Kasubdit III Jatanras Ditreskrimum Polda Jatim, AKBP Arbaridi Jumhur, menjelaskan penangkapan tersebut merupakan hasil pengembangan penyelidikan terhadap jaringan curanmor yang sebelumnya berhasil diungkap di wilayah Jember dan Pasuruan.
“Tadi malam kami menangkap dua orang tersangka berinisial H dan R. Berdasarkan keterangan mereka, keduanya telah melakukan aksi pencurian di sembilan tempat kejadian perkara (TKP),” ujar AKBP Arbaridi Jumhur, Kamis (23/7).
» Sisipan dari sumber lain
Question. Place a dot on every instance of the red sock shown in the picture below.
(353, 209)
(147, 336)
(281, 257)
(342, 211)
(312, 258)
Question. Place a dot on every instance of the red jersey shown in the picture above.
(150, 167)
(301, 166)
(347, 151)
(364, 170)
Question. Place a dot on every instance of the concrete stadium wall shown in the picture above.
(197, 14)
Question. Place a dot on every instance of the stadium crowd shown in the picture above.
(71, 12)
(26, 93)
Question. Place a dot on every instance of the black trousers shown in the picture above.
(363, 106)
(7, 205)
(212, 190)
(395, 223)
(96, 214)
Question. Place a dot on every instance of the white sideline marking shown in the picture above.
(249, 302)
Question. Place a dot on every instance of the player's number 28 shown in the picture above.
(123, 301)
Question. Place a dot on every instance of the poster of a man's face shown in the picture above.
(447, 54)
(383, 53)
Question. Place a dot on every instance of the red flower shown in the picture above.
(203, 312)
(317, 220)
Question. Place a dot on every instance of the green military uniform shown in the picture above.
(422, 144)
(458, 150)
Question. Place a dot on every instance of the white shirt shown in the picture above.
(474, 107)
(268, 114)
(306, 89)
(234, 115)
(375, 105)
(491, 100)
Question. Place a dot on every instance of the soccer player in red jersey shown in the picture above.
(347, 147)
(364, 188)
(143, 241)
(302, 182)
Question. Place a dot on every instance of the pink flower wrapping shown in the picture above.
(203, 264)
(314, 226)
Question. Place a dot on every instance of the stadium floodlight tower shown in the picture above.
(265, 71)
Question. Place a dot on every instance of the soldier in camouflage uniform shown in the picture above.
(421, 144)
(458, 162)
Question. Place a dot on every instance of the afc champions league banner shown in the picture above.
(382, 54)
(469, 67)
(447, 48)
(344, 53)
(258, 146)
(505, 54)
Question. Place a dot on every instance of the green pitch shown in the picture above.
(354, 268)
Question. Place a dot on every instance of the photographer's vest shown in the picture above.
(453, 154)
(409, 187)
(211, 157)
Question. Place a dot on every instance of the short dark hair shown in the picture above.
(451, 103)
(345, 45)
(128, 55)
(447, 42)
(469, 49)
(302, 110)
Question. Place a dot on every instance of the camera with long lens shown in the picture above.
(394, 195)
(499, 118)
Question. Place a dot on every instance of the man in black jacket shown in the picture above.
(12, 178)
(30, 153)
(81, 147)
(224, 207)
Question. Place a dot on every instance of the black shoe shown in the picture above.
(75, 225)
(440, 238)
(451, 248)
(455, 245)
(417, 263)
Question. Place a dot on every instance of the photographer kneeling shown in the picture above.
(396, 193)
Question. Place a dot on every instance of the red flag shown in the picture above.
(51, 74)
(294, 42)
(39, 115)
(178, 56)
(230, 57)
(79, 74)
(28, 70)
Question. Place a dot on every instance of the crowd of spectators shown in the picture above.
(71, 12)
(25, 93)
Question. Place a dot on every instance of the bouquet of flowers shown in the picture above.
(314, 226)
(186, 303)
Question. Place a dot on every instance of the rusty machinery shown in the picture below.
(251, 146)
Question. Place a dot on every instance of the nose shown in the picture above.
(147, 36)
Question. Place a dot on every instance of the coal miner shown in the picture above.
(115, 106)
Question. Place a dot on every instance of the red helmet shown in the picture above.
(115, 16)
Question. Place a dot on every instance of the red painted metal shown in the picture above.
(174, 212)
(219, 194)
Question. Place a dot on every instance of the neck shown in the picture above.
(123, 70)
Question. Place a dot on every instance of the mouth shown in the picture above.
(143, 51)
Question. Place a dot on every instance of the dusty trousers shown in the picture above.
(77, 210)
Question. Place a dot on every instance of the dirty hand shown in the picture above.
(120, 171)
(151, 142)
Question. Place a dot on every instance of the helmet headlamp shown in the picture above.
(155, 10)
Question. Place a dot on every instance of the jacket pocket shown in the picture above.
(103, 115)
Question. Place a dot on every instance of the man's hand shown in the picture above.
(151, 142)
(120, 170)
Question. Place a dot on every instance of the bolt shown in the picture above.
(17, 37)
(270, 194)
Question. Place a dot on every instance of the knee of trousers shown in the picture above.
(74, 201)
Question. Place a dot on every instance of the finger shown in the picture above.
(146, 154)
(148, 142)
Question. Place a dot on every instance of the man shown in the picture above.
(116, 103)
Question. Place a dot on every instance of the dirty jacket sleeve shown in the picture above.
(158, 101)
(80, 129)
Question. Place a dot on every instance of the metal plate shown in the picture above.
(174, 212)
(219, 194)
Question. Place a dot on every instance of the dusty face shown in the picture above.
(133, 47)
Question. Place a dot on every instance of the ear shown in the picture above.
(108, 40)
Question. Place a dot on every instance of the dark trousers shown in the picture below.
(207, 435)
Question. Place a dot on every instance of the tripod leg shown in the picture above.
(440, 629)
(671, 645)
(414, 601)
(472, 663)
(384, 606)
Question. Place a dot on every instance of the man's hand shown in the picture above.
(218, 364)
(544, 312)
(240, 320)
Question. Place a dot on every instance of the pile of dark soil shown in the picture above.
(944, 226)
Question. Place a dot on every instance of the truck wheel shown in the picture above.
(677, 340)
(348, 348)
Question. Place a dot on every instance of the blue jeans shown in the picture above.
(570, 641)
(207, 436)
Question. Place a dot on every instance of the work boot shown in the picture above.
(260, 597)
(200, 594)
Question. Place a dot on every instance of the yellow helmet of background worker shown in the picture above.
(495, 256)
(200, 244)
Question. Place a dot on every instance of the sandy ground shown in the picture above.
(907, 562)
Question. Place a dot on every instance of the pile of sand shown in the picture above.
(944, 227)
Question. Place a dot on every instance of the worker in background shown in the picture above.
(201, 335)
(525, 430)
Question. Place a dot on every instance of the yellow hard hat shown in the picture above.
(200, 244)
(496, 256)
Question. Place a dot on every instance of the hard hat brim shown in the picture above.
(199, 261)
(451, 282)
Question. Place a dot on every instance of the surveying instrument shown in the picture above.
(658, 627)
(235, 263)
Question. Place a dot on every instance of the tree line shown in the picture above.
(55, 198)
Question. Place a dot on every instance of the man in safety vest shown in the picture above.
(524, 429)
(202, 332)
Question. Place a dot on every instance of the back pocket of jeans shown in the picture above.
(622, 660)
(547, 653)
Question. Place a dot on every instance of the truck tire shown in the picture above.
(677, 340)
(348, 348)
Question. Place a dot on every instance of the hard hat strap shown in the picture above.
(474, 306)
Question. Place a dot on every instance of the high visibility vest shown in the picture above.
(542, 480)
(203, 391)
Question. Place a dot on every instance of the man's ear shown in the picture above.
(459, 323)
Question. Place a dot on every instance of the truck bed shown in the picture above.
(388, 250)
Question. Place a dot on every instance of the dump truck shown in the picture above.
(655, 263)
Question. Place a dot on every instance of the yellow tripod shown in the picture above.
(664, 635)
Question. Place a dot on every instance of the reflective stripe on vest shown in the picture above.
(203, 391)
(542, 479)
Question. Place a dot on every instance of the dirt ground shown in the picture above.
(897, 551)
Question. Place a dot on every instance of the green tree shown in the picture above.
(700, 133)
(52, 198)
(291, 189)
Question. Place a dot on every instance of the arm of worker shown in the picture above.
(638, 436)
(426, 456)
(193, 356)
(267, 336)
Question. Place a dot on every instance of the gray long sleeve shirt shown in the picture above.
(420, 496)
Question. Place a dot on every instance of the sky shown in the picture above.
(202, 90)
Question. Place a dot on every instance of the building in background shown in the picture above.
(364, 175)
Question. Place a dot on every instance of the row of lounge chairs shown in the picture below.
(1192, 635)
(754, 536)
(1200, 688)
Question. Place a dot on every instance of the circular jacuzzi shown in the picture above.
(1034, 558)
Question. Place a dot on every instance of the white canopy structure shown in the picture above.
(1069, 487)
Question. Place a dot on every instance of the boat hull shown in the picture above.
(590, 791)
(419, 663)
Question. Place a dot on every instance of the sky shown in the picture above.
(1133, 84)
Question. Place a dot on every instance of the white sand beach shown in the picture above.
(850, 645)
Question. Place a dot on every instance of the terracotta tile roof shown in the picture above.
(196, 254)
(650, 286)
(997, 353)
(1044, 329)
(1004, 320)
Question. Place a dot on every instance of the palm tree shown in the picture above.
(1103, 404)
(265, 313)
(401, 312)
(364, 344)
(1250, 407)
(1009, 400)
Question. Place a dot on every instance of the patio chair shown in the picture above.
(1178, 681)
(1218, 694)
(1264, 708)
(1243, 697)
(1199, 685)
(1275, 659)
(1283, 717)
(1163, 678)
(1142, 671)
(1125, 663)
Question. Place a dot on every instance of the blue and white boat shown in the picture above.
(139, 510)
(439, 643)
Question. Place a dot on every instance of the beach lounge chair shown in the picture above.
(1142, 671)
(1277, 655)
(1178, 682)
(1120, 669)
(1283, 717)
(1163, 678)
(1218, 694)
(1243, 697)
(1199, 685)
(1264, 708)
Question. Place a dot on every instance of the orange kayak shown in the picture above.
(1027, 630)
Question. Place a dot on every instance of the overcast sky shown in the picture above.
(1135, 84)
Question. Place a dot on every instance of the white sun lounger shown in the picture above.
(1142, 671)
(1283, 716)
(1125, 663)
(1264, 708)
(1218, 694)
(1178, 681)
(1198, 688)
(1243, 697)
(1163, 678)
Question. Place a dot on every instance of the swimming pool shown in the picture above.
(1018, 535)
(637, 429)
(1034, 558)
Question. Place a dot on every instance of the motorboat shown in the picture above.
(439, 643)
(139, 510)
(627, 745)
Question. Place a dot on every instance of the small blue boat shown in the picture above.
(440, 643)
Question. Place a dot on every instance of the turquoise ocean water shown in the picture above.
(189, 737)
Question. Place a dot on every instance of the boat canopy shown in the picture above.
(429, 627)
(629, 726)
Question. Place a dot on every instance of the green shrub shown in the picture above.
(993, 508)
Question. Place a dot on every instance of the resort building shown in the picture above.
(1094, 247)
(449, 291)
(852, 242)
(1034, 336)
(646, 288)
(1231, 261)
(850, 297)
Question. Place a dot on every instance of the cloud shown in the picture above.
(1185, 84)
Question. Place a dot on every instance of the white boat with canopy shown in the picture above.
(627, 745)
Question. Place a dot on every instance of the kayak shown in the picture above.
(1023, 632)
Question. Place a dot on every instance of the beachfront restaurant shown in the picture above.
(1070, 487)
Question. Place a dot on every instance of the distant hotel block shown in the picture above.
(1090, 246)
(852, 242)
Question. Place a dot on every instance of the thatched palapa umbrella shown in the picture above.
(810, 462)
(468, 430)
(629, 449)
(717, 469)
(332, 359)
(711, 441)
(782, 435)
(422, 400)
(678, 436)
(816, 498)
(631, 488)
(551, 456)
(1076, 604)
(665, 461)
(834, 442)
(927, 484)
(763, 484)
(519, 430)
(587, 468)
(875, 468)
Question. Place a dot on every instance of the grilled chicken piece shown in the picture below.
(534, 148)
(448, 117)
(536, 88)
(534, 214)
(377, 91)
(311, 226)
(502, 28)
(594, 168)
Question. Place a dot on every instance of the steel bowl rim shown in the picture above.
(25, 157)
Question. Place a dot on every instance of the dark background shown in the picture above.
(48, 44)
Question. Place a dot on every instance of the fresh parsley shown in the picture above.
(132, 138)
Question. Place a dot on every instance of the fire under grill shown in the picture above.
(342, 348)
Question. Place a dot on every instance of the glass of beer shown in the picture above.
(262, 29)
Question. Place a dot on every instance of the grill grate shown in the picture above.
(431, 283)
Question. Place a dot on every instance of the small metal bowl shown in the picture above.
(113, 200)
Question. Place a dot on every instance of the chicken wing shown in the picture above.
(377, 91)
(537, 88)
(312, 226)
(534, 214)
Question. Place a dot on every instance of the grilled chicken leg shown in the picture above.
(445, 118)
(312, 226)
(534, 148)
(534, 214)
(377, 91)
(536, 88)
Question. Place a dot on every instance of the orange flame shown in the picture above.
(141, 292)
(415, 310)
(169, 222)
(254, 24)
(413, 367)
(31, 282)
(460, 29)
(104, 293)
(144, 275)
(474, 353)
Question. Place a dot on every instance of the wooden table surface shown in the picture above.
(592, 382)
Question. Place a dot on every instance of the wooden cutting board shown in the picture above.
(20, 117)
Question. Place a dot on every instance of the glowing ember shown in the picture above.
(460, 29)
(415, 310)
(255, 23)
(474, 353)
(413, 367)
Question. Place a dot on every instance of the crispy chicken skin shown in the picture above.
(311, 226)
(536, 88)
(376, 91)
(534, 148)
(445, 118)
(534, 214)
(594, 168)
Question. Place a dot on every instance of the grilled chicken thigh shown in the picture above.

Dalam menjalankan aksinya, kedua pelaku menyasar sepeda motor jenis matik yang terparkir di kawasan perumahan maupun permukiman warga di wilayah Malang. Mereka berbekal peralatan khusus berupa kunci T dan alat untuk merusak gembok serta kunci setir kendaraan sehingga dapat membawa kabur motor korban dalam waktu singkat.
Saat dilakukan penangkapan, petugas turut mengamankan sejumlah barang bukti berupa enam sweater dengan warna dan model berbeda yang diduga digunakan pelaku secara bergantian untuk mengelabui kamera pengawas maupun saksi di lokasi kejadian. Selain itu, polisi juga menyita topi serta senjata tajam yang dibawa para tersangka saat beraksi.
“Pakaian itu mereka gunakan bergantian agar penampilan berubah-ubah sehingga menyulitkan proses identifikasi. Mereka juga menggunakan topi dan membawa senjata tajam,” jelas AKBP Arbaridi Jumhur.
Penyidik Ditreskrimum Polda Jatim masih terus mengembangkan kasus tersebut guna mengungkap kemungkinan adanya jaringan lain, termasuk menelusuri keberadaan penadah dan barang bukti hasil kejahatan. Polisi juga mengimbau masyarakat untuk meningkatkan kewaspadaan saat memarkir kendaraan serta segera melapor apabila mengetahui aktivitas mencurigakan yang berkaitan dengan tindak pidana curanmor.